これは、書く当人にとって発見のある文章=Discovery Writingを重視するという姿勢だ。単にうまい、分かりやすい、ではない。当人にとって意味のある文章であることが大事。これは僕も大事にしたい姿勢で、生徒にもそう呼びかけている。
「書いている間」の観察の観点が化け物すぎる…
こんな風に「これで40年以上前なんだからすごいなあ」と思うポイントがいくつもあるのだが、中でも度肝を抜かれたのは、「書いている間」に教師が生徒をどんな風に観察するか、というところ。ライティング・ワークショップの用語でいうと、「ひたすら書く時間」の間に、教師が何を見てカンファランスするのか、というところである。全部書き写すのは大変なので略記すると、大村はまは次のようなポイントで書き手を観察するのだという。
書き進んでいる場合、想があふれて書き進んでいるよい状態か、浅く流れてきたためであるか。(生徒のようす、態度からもわかるが、それ以上に、使っている語句に目をとめる。まわってみながら、生徒の書く活動をとめさせずに、目にはいった中の語句から、上すべりしているのであるかどうか、評価する)
「生徒の様子、態度からもわかるが」のところで「先生、わかりません!」と言いたくなる文章である。まじか、わかるのかこれ…。
また、生徒のペンがとまっている場合(つかえている場合)については、箇条書きで次のような判断のポイントが書いてある。
- とまって考えを深めるべき時か。つまり、書き進むための、当然の、むしろ好ましい、とまりであるか。
- 書くことがなくなったのか、何か考え出そうとしているのか。書くことを忘れて、思い出そうとしているのか。

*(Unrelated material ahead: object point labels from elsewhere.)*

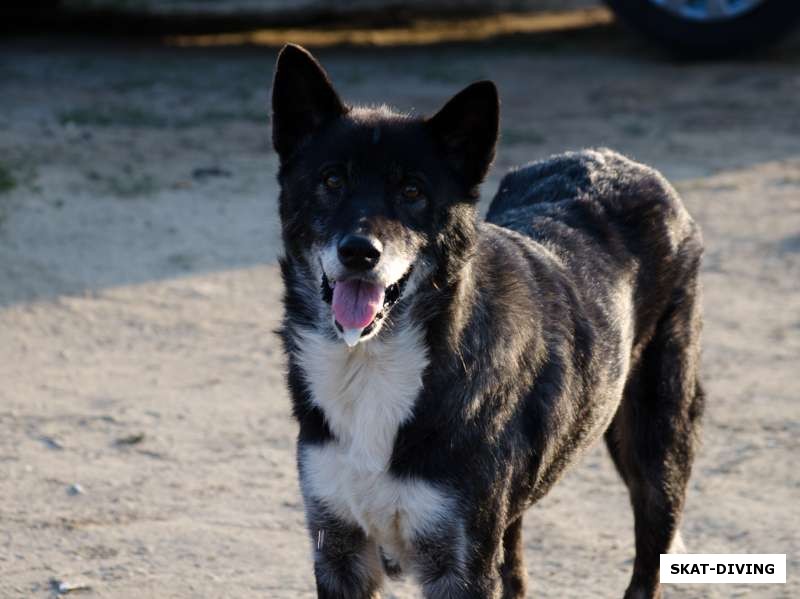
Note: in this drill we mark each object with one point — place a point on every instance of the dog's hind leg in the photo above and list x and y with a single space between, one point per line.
515 577
653 435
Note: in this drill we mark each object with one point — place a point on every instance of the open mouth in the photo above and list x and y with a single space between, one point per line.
360 305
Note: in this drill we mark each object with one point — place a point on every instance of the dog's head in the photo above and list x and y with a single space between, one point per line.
372 199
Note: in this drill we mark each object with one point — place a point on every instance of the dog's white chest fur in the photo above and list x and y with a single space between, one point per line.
366 393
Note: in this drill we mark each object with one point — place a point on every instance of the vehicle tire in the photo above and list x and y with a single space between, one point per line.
701 28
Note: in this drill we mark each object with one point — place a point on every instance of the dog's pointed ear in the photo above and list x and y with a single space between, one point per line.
303 99
466 129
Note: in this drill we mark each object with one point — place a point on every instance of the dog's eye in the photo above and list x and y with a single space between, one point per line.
411 191
333 181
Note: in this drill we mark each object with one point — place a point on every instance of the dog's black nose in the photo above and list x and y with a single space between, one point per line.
358 252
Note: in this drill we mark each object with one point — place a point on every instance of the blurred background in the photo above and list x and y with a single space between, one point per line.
146 447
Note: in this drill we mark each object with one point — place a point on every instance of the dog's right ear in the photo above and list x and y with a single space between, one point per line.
303 99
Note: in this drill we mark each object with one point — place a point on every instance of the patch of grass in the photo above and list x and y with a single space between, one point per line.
635 129
518 137
7 180
108 116
126 185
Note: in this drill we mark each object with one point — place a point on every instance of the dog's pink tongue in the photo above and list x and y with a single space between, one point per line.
356 303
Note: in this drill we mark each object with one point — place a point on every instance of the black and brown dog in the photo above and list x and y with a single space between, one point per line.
445 370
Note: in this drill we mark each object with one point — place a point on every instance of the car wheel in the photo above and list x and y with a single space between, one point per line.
710 27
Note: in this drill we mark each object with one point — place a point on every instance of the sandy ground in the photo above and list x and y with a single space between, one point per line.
146 448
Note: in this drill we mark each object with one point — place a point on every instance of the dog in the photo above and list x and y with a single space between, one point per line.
444 371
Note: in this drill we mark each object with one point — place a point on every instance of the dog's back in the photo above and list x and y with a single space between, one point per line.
609 219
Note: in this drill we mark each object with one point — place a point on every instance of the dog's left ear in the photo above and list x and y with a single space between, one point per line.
303 99
466 129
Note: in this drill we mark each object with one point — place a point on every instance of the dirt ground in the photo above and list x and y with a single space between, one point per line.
146 448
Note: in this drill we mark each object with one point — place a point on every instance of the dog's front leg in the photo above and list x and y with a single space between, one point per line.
346 563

- 心にあることが、ことばにならないか。自分の心にわいているものを、ことばにしようとしているところか。
- ことばを選んでいるか。
- 書いていることが、自分でいやになり、その文章を打ち切りたい気持なのか。
- 作業にあきたのか。
そして、この箇条書きの後には、
これらは生徒のようすからもわかるが、
「わかんねえよ!」と突っ込んでその先を見ると、
それ以上に、ペンのとまっている場所、そのとまりかたに目をとめる。どういうことを書きかけてとまっているか、どういうことばの次がつづかなくてとまっているかによって、上記のどの理由で、とまっているかを見る。
いやあ、大村はまが言葉の真の意味で化け物であることがよくわかった。エスパーだったのか…。冗談はさておき、彼女がこれを全部できているとは思わないけど、それを心がけて、できるだけしようとしてただけでも十分「真の意味で化け物」である。これはやはりどうやっても近づける気がしない。
でも、こうして「見るべきポイント」のようなものは確かにありそうだ。一学期、石川晋さんからも、授業を見るときのポイントを色々と教えてもらったではないか。ポイントを見抜く才能のない僕は、大村はまや石川さんの言うポイントを、ひたすら真似するよりほかなさそうである。
明日からライティング・ワークショップ開始。自分にできる範囲で、だけど、先達に倣いつつ、カンファランスに励みましょう!